TEXAS GARDENING: Woodpeckers to blame for oak tree holes | Brazos Life

Dear Neil: We have had a dianthus plantation in our flowerbed for probably 15 years. They did really well up until this year, but now they’re turning yellow and dying out for reasons unknown. We haven’t made any changes. What could be causing this?

A: My guess would be one of the water mold attacking the bottom line. The most important among them are Pythium, Rhizoctonia and Phytophthora. You can often see where the disease has attacked the stems of the plants at the bottom line, often making them look like they’ve been pinched with hot tweezers. However, you will need a lab test to confirm this. There is also the possibility that the soil is compacted and challenging for good root growth. If you have perennials that don’t need to be dug and divided regularly, this can be the result.
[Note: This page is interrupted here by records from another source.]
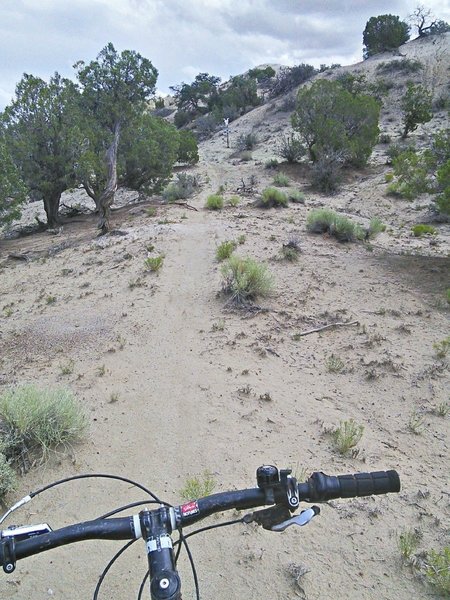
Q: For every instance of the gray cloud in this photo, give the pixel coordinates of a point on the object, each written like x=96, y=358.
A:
x=222, y=37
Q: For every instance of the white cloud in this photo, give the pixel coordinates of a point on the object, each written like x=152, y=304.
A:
x=222, y=37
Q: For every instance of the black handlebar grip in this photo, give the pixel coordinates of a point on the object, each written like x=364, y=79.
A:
x=321, y=487
x=367, y=484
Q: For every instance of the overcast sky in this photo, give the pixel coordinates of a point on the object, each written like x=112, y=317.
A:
x=185, y=37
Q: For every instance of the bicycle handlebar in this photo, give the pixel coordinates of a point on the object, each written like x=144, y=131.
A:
x=319, y=488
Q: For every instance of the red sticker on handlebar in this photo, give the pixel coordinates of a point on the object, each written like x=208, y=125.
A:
x=189, y=509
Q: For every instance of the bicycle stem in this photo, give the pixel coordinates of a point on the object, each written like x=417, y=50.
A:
x=156, y=528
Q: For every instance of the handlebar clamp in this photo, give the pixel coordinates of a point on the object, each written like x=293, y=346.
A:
x=8, y=554
x=278, y=486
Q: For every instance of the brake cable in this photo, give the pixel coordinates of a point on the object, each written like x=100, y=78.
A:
x=30, y=496
x=108, y=566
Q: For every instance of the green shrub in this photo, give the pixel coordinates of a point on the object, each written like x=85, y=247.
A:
x=376, y=226
x=296, y=196
x=343, y=229
x=247, y=141
x=291, y=250
x=154, y=263
x=182, y=188
x=34, y=420
x=198, y=486
x=347, y=435
x=420, y=230
x=404, y=66
x=395, y=150
x=188, y=148
x=290, y=148
x=272, y=163
x=442, y=348
x=411, y=175
x=438, y=570
x=245, y=279
x=384, y=138
x=443, y=180
x=326, y=171
x=320, y=220
x=408, y=542
x=271, y=197
x=182, y=118
x=416, y=106
x=335, y=125
x=214, y=202
x=225, y=250
x=8, y=478
x=281, y=180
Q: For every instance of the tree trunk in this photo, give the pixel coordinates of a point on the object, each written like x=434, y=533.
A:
x=51, y=206
x=107, y=196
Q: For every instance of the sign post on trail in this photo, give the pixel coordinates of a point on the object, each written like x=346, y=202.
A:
x=227, y=131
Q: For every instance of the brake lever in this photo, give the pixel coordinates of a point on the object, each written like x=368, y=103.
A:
x=302, y=519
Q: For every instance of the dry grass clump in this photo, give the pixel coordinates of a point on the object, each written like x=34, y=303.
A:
x=326, y=221
x=271, y=197
x=214, y=202
x=244, y=279
x=225, y=250
x=34, y=421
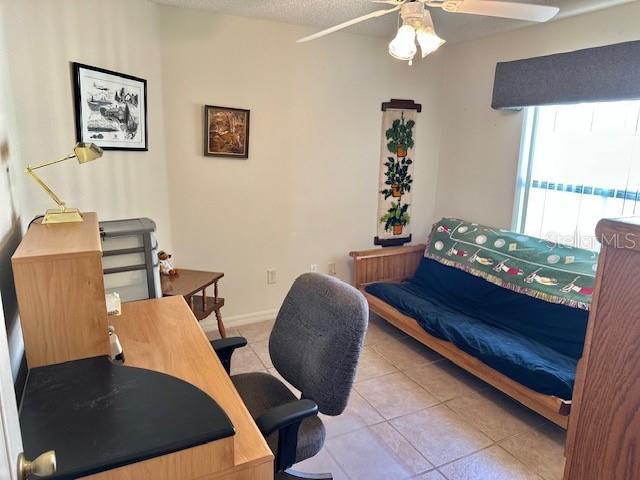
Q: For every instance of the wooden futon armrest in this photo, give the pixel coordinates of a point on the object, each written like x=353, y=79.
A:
x=386, y=264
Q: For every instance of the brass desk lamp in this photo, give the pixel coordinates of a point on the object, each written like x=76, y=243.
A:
x=84, y=152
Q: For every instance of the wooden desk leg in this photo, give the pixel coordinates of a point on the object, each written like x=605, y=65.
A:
x=221, y=329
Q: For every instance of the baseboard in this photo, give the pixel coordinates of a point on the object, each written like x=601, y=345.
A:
x=210, y=324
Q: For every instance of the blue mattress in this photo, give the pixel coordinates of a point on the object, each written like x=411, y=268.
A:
x=534, y=342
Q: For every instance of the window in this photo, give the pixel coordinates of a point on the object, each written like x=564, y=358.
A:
x=578, y=164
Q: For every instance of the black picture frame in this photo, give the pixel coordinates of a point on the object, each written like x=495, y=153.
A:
x=209, y=150
x=109, y=114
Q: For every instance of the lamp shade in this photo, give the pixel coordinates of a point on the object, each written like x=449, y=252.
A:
x=87, y=152
x=428, y=40
x=403, y=46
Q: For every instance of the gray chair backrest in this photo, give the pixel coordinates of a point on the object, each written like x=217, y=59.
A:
x=317, y=338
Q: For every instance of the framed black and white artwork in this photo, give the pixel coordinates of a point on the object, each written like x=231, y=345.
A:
x=110, y=108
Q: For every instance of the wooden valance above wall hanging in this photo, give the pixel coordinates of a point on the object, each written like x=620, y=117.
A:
x=600, y=74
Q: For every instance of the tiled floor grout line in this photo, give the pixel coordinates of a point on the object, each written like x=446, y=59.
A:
x=403, y=370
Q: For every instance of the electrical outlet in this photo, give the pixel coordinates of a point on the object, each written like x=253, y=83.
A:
x=271, y=276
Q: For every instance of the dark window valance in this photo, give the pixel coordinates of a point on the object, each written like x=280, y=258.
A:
x=598, y=74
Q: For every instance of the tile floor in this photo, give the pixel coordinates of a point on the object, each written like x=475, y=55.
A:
x=414, y=415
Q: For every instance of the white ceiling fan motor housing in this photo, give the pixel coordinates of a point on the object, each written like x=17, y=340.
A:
x=413, y=13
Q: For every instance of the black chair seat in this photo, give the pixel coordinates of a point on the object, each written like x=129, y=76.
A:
x=260, y=392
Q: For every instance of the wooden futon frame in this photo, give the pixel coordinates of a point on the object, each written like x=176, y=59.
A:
x=399, y=264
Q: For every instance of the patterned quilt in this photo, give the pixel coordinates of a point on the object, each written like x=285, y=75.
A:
x=529, y=265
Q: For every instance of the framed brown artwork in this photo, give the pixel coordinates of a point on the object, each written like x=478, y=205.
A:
x=226, y=132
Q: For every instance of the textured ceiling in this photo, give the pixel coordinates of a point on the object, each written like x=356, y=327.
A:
x=324, y=13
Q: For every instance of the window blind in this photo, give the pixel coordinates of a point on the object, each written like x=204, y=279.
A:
x=600, y=74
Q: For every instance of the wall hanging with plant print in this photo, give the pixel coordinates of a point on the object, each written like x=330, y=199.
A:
x=396, y=172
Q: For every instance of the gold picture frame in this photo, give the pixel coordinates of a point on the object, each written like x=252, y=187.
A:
x=226, y=132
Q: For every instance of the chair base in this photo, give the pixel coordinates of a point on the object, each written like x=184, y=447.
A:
x=293, y=475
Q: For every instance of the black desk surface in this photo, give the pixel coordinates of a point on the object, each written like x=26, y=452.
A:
x=98, y=416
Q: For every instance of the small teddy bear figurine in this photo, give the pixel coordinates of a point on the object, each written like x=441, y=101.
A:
x=165, y=264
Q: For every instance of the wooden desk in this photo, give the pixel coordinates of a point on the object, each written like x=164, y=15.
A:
x=163, y=335
x=190, y=282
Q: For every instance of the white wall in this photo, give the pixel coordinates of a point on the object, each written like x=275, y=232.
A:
x=42, y=38
x=307, y=193
x=479, y=146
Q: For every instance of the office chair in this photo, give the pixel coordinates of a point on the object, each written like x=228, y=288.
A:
x=315, y=345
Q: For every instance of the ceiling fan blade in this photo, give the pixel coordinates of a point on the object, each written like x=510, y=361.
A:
x=377, y=13
x=491, y=8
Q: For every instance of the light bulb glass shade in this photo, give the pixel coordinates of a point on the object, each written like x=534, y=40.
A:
x=87, y=152
x=403, y=46
x=428, y=40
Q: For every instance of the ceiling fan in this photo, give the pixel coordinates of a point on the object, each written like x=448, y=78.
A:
x=418, y=25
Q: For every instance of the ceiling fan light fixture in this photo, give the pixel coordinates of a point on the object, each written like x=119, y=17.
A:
x=428, y=40
x=403, y=46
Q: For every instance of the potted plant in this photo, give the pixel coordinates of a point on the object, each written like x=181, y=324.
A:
x=398, y=179
x=400, y=136
x=396, y=217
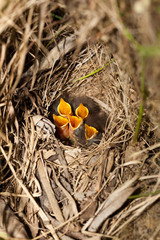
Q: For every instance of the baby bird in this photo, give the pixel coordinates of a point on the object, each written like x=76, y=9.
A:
x=79, y=120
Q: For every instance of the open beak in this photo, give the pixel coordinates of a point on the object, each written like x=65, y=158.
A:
x=90, y=132
x=64, y=108
x=82, y=111
x=74, y=123
x=62, y=125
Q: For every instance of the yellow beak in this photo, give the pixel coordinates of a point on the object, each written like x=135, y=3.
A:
x=82, y=111
x=64, y=108
x=90, y=132
x=75, y=122
x=62, y=125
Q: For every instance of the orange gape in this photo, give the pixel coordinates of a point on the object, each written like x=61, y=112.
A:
x=66, y=123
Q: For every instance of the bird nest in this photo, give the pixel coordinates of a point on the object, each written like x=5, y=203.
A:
x=59, y=188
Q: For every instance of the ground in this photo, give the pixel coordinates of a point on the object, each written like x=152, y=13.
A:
x=106, y=55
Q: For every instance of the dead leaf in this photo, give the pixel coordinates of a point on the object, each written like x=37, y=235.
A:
x=10, y=223
x=112, y=204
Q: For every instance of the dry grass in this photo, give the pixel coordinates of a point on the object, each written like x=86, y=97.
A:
x=73, y=192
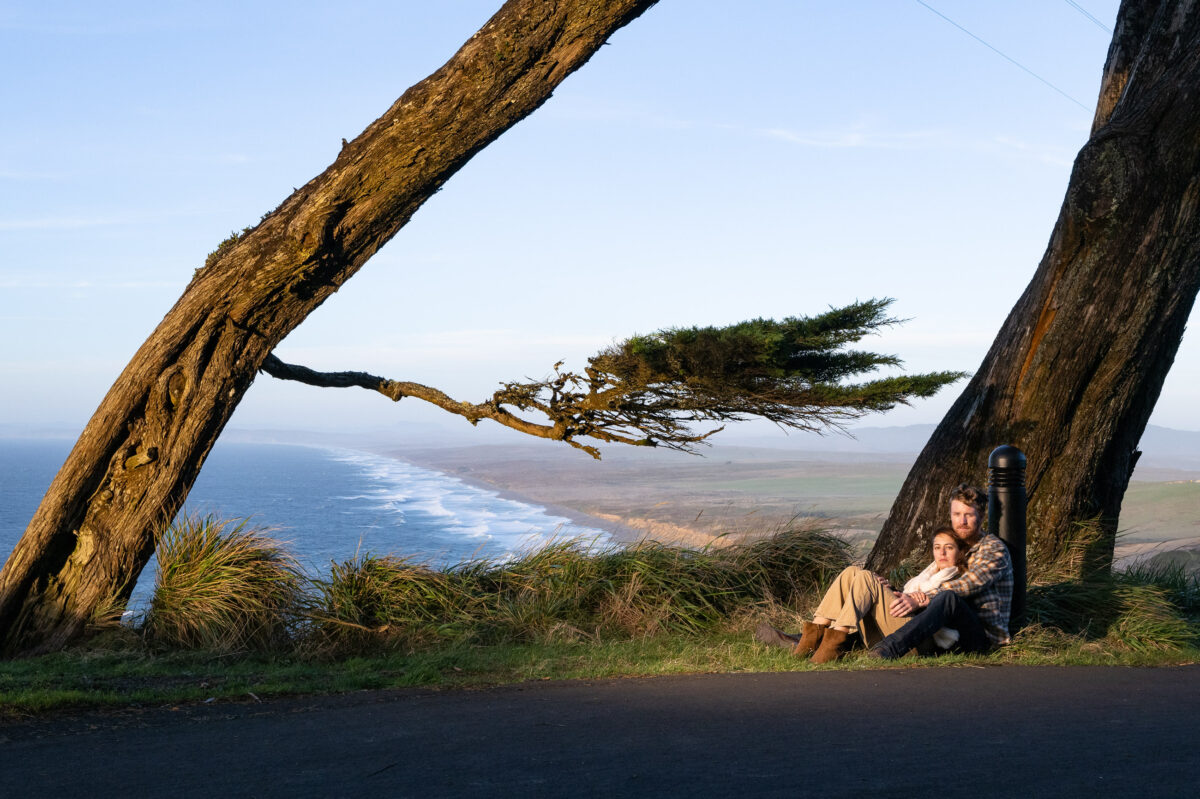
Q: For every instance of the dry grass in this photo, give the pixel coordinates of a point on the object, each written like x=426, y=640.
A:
x=222, y=586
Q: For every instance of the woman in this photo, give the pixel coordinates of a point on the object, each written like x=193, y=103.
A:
x=858, y=601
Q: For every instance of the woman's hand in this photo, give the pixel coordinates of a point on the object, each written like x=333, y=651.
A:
x=904, y=605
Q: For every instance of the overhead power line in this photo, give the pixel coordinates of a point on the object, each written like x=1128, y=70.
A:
x=1086, y=13
x=1005, y=55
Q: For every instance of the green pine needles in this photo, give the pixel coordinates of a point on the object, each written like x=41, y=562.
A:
x=652, y=390
x=797, y=372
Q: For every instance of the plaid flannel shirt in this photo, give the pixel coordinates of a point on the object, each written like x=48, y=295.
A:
x=987, y=584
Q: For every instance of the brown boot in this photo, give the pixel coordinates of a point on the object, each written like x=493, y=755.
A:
x=810, y=640
x=833, y=646
x=773, y=637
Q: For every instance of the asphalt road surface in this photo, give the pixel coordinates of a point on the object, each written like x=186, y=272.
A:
x=925, y=732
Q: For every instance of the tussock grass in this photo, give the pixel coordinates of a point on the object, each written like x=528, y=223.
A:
x=1141, y=610
x=558, y=612
x=565, y=592
x=222, y=586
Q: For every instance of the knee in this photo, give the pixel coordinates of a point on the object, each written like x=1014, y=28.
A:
x=945, y=600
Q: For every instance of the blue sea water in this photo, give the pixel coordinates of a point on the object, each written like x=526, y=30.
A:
x=327, y=504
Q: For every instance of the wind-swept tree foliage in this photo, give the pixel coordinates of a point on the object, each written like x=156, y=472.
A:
x=1078, y=366
x=649, y=390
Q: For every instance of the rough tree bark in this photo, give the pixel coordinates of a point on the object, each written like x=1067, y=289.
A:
x=142, y=450
x=1078, y=366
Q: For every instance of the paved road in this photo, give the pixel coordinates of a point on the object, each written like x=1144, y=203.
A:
x=945, y=732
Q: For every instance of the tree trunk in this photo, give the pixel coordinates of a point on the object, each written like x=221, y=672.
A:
x=1078, y=366
x=142, y=450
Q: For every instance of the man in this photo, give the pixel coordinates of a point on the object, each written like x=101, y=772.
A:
x=976, y=604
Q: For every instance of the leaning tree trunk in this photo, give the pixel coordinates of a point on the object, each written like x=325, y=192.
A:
x=141, y=452
x=1078, y=366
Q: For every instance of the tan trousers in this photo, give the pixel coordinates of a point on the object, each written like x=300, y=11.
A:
x=857, y=601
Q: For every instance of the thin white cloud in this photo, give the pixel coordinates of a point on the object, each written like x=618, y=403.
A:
x=40, y=283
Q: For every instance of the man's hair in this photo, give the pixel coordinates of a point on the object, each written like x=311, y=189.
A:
x=972, y=496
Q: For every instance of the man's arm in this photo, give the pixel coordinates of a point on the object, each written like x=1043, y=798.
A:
x=985, y=566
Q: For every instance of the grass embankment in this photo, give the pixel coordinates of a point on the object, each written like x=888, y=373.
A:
x=232, y=618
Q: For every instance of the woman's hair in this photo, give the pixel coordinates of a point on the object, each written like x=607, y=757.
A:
x=960, y=559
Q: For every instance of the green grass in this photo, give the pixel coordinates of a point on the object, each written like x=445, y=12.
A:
x=555, y=613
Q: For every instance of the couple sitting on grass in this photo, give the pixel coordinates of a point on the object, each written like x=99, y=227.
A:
x=960, y=601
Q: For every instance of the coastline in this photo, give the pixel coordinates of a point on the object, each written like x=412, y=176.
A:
x=618, y=529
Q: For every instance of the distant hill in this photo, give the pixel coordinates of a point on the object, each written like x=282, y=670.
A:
x=1162, y=446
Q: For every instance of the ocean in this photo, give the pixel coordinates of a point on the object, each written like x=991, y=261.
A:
x=327, y=504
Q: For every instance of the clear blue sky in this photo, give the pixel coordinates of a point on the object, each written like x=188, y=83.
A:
x=715, y=162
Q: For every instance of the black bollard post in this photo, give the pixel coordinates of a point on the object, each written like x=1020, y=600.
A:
x=1006, y=517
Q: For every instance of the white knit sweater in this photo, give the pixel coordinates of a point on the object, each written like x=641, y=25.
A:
x=931, y=577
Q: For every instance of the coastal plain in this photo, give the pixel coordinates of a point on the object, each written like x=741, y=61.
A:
x=731, y=493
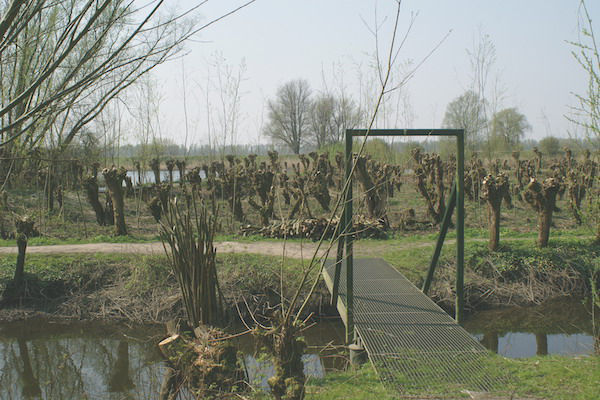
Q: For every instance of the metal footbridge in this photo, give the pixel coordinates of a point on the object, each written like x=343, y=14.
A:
x=413, y=344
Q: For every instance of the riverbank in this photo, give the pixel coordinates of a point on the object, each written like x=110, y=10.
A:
x=134, y=282
x=140, y=289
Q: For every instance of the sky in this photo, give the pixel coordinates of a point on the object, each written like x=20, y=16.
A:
x=281, y=40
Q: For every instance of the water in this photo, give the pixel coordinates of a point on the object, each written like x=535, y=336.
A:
x=148, y=176
x=561, y=327
x=46, y=360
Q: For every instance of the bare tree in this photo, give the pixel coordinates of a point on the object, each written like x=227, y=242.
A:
x=467, y=112
x=63, y=61
x=289, y=114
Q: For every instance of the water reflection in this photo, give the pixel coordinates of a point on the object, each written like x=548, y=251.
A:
x=560, y=327
x=45, y=360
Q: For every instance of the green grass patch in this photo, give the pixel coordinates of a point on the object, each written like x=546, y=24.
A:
x=49, y=241
x=548, y=377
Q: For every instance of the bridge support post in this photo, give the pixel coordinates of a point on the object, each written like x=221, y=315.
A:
x=348, y=235
x=460, y=227
x=358, y=354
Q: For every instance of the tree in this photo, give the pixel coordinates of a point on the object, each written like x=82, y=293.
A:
x=550, y=145
x=289, y=114
x=330, y=117
x=467, y=112
x=587, y=112
x=63, y=61
x=508, y=127
x=322, y=120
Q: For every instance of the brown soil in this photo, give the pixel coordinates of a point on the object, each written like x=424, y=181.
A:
x=292, y=250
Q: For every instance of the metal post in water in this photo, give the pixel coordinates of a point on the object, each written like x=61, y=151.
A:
x=440, y=242
x=460, y=225
x=349, y=249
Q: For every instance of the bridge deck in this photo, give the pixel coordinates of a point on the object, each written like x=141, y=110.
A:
x=410, y=340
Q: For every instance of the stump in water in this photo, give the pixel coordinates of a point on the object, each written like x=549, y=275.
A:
x=25, y=229
x=207, y=366
x=170, y=163
x=542, y=198
x=114, y=181
x=577, y=189
x=430, y=183
x=187, y=232
x=538, y=156
x=181, y=168
x=374, y=188
x=155, y=167
x=493, y=191
x=285, y=342
x=138, y=168
x=90, y=184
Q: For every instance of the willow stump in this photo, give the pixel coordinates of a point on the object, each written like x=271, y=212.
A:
x=114, y=181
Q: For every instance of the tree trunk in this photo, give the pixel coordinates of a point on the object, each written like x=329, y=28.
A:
x=20, y=267
x=494, y=216
x=541, y=341
x=545, y=221
x=114, y=181
x=25, y=229
x=542, y=197
x=155, y=166
x=91, y=190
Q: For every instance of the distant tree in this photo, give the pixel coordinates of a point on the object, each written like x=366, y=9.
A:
x=508, y=127
x=322, y=120
x=587, y=111
x=467, y=112
x=330, y=117
x=289, y=114
x=550, y=146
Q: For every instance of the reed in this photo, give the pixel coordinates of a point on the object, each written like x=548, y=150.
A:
x=187, y=233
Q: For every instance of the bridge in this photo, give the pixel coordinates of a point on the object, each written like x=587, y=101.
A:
x=413, y=344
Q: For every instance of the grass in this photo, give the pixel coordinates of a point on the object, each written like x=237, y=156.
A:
x=549, y=377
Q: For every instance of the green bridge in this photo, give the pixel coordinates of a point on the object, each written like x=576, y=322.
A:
x=413, y=344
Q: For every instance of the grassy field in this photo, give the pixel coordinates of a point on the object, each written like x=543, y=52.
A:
x=551, y=378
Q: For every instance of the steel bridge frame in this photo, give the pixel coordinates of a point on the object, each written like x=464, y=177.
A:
x=457, y=199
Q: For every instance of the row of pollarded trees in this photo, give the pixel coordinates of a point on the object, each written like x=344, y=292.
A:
x=578, y=179
x=536, y=187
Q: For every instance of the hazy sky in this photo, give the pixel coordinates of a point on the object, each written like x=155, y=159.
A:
x=280, y=40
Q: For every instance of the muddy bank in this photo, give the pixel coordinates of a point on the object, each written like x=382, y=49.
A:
x=142, y=289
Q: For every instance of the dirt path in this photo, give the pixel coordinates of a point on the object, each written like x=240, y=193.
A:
x=272, y=248
x=293, y=249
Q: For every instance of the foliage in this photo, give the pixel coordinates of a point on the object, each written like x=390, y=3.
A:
x=289, y=114
x=550, y=146
x=187, y=233
x=467, y=112
x=508, y=128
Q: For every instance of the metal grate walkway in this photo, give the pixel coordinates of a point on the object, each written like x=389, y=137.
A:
x=411, y=341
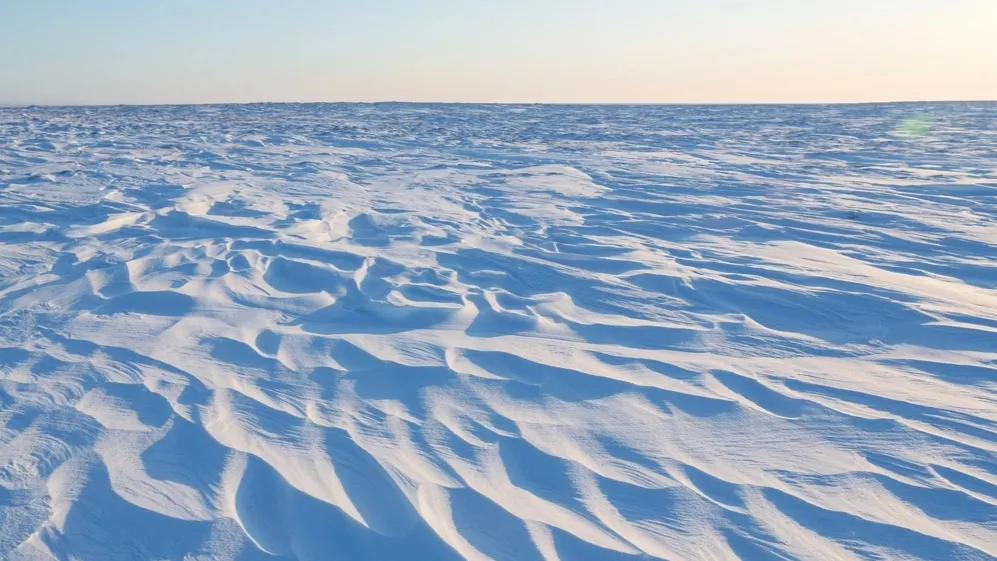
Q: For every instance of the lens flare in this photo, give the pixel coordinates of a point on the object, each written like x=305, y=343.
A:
x=913, y=127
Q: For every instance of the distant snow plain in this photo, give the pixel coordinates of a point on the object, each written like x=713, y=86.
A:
x=318, y=332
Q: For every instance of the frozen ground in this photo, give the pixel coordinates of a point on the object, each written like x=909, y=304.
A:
x=511, y=333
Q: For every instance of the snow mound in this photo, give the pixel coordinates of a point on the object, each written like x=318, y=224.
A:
x=312, y=332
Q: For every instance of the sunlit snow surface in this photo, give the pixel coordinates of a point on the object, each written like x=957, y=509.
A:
x=414, y=332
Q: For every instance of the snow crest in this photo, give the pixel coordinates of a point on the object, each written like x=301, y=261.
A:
x=312, y=332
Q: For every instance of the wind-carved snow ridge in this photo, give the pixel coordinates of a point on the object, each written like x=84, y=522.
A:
x=517, y=333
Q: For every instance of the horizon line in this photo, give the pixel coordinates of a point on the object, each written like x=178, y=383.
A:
x=502, y=103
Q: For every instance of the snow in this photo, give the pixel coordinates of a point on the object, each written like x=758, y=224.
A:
x=312, y=332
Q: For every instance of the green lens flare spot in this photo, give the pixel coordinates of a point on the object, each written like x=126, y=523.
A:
x=913, y=127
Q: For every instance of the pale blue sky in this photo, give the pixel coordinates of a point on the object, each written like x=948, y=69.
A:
x=196, y=51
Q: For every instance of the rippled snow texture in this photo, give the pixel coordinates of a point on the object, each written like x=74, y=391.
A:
x=517, y=333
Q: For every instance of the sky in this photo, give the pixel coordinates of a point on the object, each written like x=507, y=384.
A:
x=552, y=51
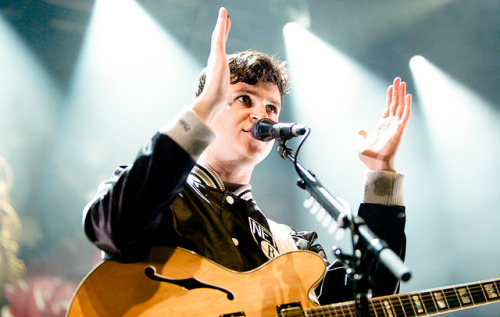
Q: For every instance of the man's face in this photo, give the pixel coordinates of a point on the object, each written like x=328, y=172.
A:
x=249, y=103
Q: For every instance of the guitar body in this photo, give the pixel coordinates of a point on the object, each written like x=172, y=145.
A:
x=116, y=289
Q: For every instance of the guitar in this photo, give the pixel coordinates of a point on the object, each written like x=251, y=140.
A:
x=177, y=282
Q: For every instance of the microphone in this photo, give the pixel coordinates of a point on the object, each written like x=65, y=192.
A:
x=267, y=130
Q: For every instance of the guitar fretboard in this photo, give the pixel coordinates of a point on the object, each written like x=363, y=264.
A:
x=424, y=303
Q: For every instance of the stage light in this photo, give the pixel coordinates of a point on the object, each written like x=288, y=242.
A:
x=29, y=99
x=336, y=97
x=132, y=76
x=463, y=129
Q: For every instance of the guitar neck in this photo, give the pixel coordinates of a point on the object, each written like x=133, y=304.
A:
x=423, y=303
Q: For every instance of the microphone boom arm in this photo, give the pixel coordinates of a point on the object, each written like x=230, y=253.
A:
x=339, y=212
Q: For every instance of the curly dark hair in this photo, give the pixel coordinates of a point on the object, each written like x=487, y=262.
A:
x=252, y=67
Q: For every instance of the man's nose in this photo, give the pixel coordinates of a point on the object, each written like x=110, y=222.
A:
x=258, y=112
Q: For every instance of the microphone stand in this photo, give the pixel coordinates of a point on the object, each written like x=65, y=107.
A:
x=366, y=240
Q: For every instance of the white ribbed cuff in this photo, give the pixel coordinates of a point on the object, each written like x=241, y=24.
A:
x=190, y=132
x=385, y=188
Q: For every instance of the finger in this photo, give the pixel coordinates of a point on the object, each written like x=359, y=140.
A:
x=394, y=100
x=219, y=35
x=401, y=100
x=407, y=112
x=360, y=144
x=388, y=102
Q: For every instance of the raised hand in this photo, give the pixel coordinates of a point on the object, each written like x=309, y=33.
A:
x=378, y=149
x=216, y=92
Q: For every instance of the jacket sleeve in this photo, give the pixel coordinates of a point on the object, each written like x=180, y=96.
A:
x=388, y=223
x=122, y=218
x=384, y=212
Of course, I don’t have a fixed answer for you, but hopefully these will give you a start.

Dear Neil: I planted a maple last fall. It had quite red foliage when I planted it and I thought I had watered it enough. It planted new leaves this spring, but by July they had faded. If a tree is hungry for water early, can it ever recover?

A: If it has lost all leaves since this year, one can hope that it will send out new shoots from its base. If so, choose the strongest straight shoot and train it as a new strain. If you don’t have new growth by spring, it’s time for another tree.